Leon Sullivan was among them. Twenty-eight years ago, he was charged with possession of a weapon when police found a gun in his car during a traffic stop. He maintains that the stop and search of his car were illegal, and that the gun was not in plain sight as the police claimed. Nevertheless, Sullivan said, he pleaded guilty to a misdemeanor charge and served a probationary sentence.

He thought he'd moved on with his life until years later it dawned on him that the conviction from the 1980s still loomed large over his present and future.

"I want this off my record. It's held me back from jobs and moving forward in my career," said Sullivan, 54, of West Philadelphia, a real estate investor who also manages the records department of the University of Pennsylvania Health System. He began working for Penn 30 years ago — two years before his arrest — and wonders whether he could have moved on to a more lucrative job if not for the conviction.

"I was pretty much stuck in this job that I had at the time of the incident. Just pretty much stuck there," said Sullivan, who serves as the 34th Ward Democratic committeeman. "I didn't harm anyone. I didn't commit any violent acts. I just want this off my record."

MLK Day gave Sullivan the chance to get some guidance in how to do that. He went to the rec center at 5700 Haverford Ave. for a three-hour workshop, "Pathways to Pardons and Expungement," hosted by State Rep. Morgan Cephas and Lt. Gov. Mike Stack.

He learned about processes for getting a criminal record expunged or sealed, getting a pardon, and how those who are incarcerated can get sentence commutations. The elected officials and others also gave words of inspiration to an audience composed largely of folks who have struggled financially for years under the weight of their criminal records.

"Martin Luther King talked about equality so that we all have an equal playing field," said Cephas, who told the audience that her father had served five years in prison and had a hard time finding work after he was released. "Today represents the need to move the needle … so you are not wearing the scarlet letter and you can get the job that you need."

"Everybody makes mistakes," said Stack, a member of the state Board of Pardons. "I'm about more than second chances. I'm about third chances, fourth chances, if you've shown that now you've got it right and you understand. … The key thing is we want everyone to have a clear record."

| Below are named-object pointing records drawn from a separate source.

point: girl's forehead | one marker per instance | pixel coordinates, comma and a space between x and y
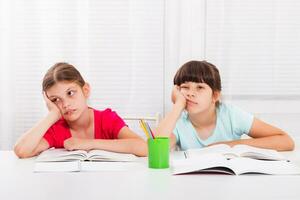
61, 87
193, 83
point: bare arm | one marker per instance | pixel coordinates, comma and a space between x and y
266, 136
127, 142
32, 142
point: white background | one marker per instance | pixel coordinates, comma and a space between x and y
129, 50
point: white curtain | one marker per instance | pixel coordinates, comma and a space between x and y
129, 51
117, 45
254, 43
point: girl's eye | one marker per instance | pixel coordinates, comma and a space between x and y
55, 100
71, 93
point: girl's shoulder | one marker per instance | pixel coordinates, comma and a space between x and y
105, 112
229, 109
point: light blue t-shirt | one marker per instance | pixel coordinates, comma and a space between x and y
231, 124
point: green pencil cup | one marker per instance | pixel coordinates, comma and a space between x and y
158, 152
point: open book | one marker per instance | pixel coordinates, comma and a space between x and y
61, 160
241, 159
236, 151
52, 155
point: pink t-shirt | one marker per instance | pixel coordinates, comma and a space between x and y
107, 125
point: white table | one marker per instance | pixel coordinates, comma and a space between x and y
18, 181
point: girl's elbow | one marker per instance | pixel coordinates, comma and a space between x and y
21, 153
291, 144
142, 150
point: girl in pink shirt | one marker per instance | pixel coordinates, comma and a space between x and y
72, 124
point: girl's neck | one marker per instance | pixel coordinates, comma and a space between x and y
205, 118
83, 122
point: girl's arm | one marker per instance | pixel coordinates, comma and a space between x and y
127, 142
32, 142
266, 136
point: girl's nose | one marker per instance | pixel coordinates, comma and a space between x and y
191, 93
65, 104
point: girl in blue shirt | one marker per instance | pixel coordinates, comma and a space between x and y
199, 119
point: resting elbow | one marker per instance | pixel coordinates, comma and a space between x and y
291, 144
21, 153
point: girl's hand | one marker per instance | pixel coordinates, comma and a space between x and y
177, 97
77, 144
53, 109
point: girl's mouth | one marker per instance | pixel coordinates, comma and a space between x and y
188, 102
69, 112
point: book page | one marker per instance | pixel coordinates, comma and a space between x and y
205, 163
214, 149
251, 166
101, 155
72, 166
257, 153
61, 155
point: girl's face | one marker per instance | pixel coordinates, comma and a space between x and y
70, 98
199, 96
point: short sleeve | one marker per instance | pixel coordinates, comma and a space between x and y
176, 133
114, 123
48, 136
241, 121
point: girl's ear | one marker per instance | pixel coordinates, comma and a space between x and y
216, 96
86, 90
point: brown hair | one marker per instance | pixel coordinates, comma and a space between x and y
62, 72
199, 72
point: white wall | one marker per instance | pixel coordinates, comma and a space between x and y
129, 50
255, 45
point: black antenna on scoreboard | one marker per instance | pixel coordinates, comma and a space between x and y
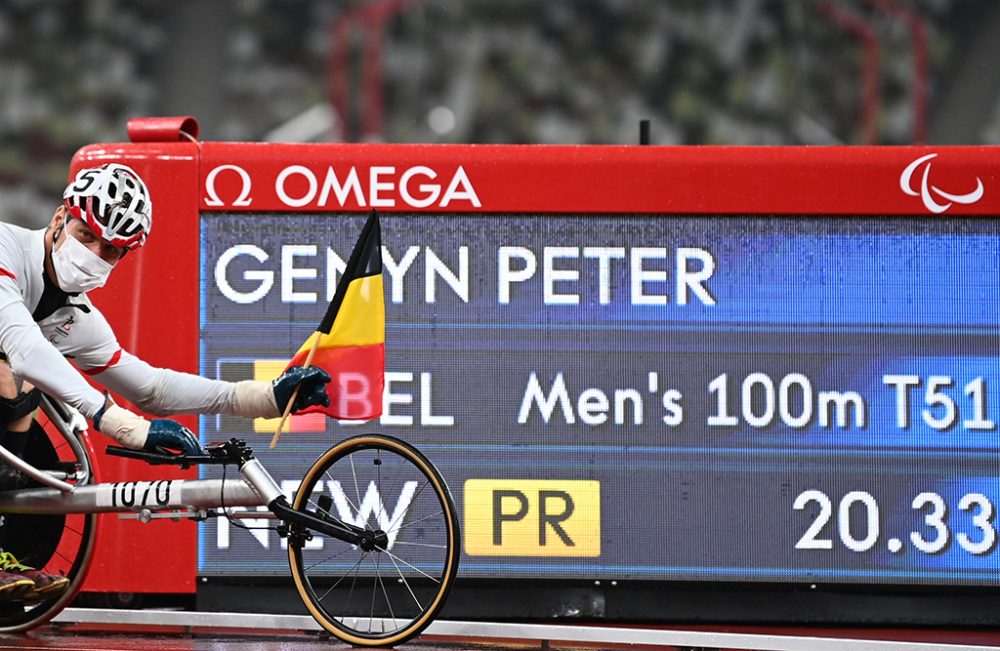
644, 132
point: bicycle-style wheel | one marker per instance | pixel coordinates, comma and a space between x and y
59, 544
387, 590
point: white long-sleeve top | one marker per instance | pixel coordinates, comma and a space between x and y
38, 352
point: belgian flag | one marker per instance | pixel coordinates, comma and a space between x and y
350, 341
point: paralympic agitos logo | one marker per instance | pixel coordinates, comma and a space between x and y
931, 193
379, 186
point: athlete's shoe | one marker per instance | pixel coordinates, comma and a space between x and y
14, 585
43, 584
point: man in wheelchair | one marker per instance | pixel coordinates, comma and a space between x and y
46, 317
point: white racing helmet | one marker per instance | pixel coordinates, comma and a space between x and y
114, 202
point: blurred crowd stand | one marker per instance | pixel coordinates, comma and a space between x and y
765, 72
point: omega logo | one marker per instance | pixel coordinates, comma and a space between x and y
243, 199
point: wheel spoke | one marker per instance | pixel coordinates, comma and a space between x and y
418, 570
403, 561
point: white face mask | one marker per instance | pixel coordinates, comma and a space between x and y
79, 269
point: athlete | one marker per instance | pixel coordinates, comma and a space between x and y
46, 317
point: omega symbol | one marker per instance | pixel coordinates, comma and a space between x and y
927, 191
243, 199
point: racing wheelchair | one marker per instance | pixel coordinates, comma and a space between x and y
376, 579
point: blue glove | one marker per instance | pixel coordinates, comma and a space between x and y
172, 435
312, 392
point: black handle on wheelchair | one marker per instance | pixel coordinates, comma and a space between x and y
233, 451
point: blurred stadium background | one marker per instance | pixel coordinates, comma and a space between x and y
767, 72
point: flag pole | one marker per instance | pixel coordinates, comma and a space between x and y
291, 401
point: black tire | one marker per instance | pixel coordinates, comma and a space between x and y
389, 594
59, 544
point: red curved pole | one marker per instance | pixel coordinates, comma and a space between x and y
918, 34
872, 96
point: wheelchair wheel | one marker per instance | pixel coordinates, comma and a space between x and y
391, 592
58, 544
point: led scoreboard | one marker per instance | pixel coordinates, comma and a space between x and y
722, 364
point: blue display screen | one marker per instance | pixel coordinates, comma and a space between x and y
651, 397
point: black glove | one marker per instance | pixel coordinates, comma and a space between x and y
172, 435
311, 392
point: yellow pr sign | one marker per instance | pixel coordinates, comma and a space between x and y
532, 517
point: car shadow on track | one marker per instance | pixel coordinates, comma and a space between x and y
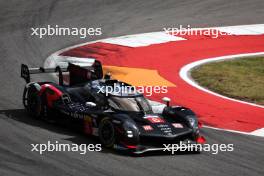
77, 137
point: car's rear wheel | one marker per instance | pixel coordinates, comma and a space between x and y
107, 133
33, 103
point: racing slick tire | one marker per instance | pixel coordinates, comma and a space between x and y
107, 133
32, 102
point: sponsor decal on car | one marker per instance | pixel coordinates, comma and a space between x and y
147, 128
177, 125
155, 119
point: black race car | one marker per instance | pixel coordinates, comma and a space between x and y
124, 120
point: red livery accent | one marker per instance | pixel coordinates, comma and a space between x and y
201, 140
156, 120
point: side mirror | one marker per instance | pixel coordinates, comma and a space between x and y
90, 104
166, 100
107, 75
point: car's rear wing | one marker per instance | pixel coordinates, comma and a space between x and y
78, 73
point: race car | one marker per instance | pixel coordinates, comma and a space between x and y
123, 120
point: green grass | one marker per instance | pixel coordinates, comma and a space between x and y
240, 78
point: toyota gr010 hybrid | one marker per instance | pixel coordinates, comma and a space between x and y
125, 121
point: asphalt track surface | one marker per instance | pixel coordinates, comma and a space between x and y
18, 130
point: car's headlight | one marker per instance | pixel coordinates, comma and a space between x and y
193, 121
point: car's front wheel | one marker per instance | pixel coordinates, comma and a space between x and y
107, 132
33, 103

Radee Hammett, 35, who spent four years in prison until November 2016 for DUI and drug possession, said he was glad he spent MLK Day at the workshop. "You don't know what's coming your way, whether it's a job offer or somebody who can offer you better employment than what you have. Your past might come up, so it's good to get that clear now so that in the future it won't limit you from being more successful than where you are now," said Hammett, a painter who has started a nonprofit agency to help people recently released from prison.

Sullivan was advised by Zane Johnson of Philadelphia Lawyers for Social Equity that his best option would be to seek a limited access order to have his criminal record sealed to prevent prospective employers from seeing his conviction. Johnson told him that because of his conviction Sullivan would first have to get a pardon before he could seek an expungement of his record, which could take years.

Sullivan was satisfied.

"Pardon, expungement," he said. "Anything to get the job done to remove something off the record that was done 30 years ago that is holding people like myself back from moving forward with their lives."